Oral drops: Each mL contains: Ferrous Sulfate Heptahydrate (equivalent to 25 mg elemental iron) 125 mg.
Syrup: Each 5 mL contains: Ferrous Sulfate Heptahydrate (equivalent to 30 mg elemental iron) 150 mg.
Pharmacology: Iron is an essential constituent of the body, being necessary for haemoglobin formation and for the oxidate processes of living tissues. The body contains about 4 g of iron most of which is present as haemoglobin. The remainder is present in storage forms, ferritin or haemosiderin in the reticuloendothelial system as myoglobin with smaller amounts occurring in heme-containing enzymes or plasma bound to transferrin.
Iron is absorbed chiefly in the duodenum and jejunum absorption being aided by the acid secretion in the stomach and being more readily affected when iron is in the ferrous state or is the part of the heme complex. Only about 5 to 15% of the iron in the average western diet each day is usually sufficient to maintain normal adults in iron equilibrium.
For iron deficiency anemia and other nutritional anemia.
125 mg/mL Oral drops: Infants under 3 months: 0.3 mL to 0.6 mL.
3 months to 1 year old: 0.6 mL to 1.2 mL to be given 2 or 3 times daily.
150 mg/5 mL Syrup: Adult 5 mL to 10 mL (1 to 2 teaspoonful) to be given 3 times daily.
Children: 2.5 mL to 5 mL (1/2 to 1 teaspoonful) to be given 3 times daily or as prescribed by the physician.

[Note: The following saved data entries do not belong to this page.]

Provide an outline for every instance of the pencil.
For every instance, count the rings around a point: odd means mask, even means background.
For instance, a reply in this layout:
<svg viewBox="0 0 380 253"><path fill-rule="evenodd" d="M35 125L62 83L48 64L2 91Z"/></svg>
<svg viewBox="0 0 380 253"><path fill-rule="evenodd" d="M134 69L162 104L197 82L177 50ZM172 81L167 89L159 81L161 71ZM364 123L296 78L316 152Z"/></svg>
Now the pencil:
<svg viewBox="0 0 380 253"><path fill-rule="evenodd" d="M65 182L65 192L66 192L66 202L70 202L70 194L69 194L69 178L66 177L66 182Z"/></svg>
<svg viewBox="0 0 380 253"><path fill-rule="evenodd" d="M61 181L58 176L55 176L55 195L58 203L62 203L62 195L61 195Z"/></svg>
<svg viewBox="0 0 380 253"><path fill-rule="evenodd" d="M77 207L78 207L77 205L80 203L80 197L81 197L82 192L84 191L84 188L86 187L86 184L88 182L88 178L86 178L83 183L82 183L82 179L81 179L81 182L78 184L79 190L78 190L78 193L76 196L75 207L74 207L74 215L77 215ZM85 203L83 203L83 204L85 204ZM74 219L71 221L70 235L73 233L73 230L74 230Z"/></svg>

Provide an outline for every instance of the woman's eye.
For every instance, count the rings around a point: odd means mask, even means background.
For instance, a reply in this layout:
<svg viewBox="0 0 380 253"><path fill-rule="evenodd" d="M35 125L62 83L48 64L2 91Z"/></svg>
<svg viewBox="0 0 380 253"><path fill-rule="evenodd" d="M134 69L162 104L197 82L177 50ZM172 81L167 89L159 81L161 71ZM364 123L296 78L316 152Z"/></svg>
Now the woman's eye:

Treatment of Adverse Effects: In treating iron poisoning, speed is essential to block absorption of iron from the alimentary tract. In acute poisoning empty the stomach immediately by emesis and lavage using 1% to 5% solution of sodium in stomach.
Anemia not due to iron deficiency where there is intolerance to iron, inability to absorb it, or where ulcerative colitis, regional enteritis, colostomy, ileostomy or haemochromatosis are present.
Iron salts should not be given to patients receiving repeated blood transfusions or to the patients with anemias produced by iron deficiency unless iron deficiency is present. Where anemia exist, its nature should be established and underlying causes determined. Severe gastrointestinal corrosion may occur in children ingesting excessive amount of iron, taking iron with food reduces the absorption of iron gastric irritation is also reduced.
The oral administration of iron preparation sometimes produces gastrointestinal irritation and abdominal pain with nausea, vomiting, diarrhea or constipation.
Protect from light. Store at temperatures not exceeding 30°C.
B03AA07 - ferrous sulfate ; Belongs to the class of oral iron bivalent preparations. Used in the treatment of anemia.
Syr 150 mg/5 mL x 60 mL. Oral drops 125 mg/mL x 15 mL, 30 mL.